This work addresses the challenge of modeling spatial and semantic structures in referring expression object detection under scarce annotation conditions. To this end, we propose HeROD, a framework that injects lightweight, model-agnostic, and interpretable heuristic spatial-semantic reasoning priors into three key stages of a DETR-style detection pipeline: proposal ranking, prediction fusion, and Hungarian matching. Our approach is the first to explicitly incorporate such heuristic priors into this task and introduces De-ROD, a new low-data evaluation benchmark. Experimental results demonstrate that HeROD significantly outperforms strong existing baselines across few-shot and low-label settings on RefCOCO, RefCOCO+, and RefCOCOg.

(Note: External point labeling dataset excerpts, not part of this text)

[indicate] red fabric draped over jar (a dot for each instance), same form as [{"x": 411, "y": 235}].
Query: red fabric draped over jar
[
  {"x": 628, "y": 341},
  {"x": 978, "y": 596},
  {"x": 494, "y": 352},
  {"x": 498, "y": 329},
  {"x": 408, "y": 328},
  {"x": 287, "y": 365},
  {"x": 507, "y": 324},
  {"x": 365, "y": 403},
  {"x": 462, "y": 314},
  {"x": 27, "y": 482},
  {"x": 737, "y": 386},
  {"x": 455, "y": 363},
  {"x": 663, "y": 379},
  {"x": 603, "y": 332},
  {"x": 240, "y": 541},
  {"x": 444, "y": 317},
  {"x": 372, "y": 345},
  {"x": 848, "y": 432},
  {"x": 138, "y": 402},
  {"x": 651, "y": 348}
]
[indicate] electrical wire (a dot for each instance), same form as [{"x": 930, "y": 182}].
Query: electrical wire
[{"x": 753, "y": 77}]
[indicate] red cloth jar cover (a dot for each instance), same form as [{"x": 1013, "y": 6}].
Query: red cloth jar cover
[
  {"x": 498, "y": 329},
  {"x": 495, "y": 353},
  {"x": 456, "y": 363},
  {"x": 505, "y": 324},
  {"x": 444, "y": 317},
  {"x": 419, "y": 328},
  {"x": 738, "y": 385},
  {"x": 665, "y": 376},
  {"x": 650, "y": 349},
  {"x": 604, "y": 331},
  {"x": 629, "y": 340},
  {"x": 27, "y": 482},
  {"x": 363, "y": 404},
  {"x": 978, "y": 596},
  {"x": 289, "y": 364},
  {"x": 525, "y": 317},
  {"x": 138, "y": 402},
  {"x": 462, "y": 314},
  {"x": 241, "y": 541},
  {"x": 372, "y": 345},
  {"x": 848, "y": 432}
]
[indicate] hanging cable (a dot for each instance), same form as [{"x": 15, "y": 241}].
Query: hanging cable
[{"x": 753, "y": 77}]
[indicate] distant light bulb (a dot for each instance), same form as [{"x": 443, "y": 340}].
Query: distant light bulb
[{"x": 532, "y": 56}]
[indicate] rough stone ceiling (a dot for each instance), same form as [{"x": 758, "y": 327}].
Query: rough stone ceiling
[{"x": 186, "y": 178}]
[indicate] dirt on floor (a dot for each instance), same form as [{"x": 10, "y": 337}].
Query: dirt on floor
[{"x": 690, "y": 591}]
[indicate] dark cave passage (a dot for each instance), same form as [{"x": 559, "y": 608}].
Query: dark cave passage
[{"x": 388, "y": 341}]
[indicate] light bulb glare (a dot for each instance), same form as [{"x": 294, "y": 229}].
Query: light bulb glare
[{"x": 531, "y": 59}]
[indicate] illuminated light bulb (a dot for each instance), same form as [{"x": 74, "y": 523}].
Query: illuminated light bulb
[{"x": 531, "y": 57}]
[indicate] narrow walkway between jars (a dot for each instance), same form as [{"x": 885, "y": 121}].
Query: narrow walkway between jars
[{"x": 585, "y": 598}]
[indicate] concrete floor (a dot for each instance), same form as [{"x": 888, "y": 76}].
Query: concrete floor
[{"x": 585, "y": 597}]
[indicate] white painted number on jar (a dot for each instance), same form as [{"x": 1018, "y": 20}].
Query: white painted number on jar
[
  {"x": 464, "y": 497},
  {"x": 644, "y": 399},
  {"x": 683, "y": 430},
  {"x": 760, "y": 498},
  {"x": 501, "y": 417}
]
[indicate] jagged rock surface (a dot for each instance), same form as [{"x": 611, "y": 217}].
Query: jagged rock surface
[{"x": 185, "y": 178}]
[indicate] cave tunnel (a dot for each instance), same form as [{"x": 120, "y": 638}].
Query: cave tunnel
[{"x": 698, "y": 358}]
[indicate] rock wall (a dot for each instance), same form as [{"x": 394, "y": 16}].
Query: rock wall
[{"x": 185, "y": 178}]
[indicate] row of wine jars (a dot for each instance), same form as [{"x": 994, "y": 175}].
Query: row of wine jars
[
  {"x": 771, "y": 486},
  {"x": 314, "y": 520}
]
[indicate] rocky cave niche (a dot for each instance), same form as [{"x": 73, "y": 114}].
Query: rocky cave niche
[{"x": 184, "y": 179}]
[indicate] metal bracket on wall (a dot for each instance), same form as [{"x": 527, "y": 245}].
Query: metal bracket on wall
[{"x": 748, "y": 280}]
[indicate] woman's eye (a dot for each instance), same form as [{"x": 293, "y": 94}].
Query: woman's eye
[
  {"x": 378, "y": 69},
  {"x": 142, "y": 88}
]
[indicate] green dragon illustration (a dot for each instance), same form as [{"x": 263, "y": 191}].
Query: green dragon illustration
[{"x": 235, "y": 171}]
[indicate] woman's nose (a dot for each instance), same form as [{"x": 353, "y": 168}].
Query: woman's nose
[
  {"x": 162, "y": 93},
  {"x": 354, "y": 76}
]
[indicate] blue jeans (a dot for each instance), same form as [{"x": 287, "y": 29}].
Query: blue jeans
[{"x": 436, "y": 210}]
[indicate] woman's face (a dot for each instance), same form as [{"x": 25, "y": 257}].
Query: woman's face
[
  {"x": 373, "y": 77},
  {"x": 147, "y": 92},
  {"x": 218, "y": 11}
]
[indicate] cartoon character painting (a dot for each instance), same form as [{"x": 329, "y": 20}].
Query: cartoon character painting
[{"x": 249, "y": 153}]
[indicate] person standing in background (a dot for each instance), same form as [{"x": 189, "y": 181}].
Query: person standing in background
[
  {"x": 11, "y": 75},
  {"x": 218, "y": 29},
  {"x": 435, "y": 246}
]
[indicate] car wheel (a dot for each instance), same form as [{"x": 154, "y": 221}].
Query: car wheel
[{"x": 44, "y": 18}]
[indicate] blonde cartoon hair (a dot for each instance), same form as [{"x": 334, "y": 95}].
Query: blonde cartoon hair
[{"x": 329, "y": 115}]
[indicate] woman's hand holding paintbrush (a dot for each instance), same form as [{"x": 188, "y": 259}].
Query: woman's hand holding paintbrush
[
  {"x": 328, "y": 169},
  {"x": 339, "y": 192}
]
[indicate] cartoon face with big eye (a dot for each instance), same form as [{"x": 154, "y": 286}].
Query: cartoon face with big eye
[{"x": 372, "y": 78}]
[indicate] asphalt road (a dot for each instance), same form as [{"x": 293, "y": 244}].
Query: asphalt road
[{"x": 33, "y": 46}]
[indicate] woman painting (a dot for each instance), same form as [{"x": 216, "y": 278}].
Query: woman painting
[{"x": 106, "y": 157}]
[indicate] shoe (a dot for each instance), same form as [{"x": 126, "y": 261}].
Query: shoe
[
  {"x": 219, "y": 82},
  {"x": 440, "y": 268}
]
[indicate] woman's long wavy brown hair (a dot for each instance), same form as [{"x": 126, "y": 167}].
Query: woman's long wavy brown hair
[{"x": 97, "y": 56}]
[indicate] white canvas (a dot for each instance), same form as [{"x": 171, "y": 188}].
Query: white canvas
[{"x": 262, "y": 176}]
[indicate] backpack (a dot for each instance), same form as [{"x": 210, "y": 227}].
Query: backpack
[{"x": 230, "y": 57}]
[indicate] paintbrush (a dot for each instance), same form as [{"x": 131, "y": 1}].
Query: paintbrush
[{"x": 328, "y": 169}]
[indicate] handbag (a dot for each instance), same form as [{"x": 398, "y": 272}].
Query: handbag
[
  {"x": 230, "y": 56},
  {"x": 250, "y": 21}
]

Most referring object detection (ROD) models, especially the modern grounding detectors, are designed for data-rich conditions, yet many practical deployments, such as robotics, augmented reality, and other specialized domains, would face severe label scarcity. In such regimes, end-to-end grounding detectors need to learn spatial and semantic structure from scratch, wasting precious samples. We ask a simple question: Can explicit reasoning priors help models learn more efficiently when data is scarce? To explore this, we first introduce a Data-efficient Referring Object Detection (De-ROD) task, which is a benchmark protocol for measuring ROD performance in low-data and few-shot settings. We then propose the HeROD (Heuristic-inspired ROD), a lightweight, model-agnostic framework that injects explicit, heuristic-inspired spatial and semantic reasoning priors, which are interpretable signals derived based on the referring phrase, into 3 stages of a modern DETR-style pipeline: proposal ranking, prediction fusion, and Hungarian matching. By biasing both training and inference toward plausible candidates, these priors promise to improve label efficiency and convergence performance. On RefCOCO, RefCOCO+, and RefCOCOg, HeROD consistently outperforms strong grounding baselines in scarce-label regimes. More broadly, our results suggest that integrating simple, interpretable reasoning priors provides a practical and extensible path toward better data-efficient vision-language understanding.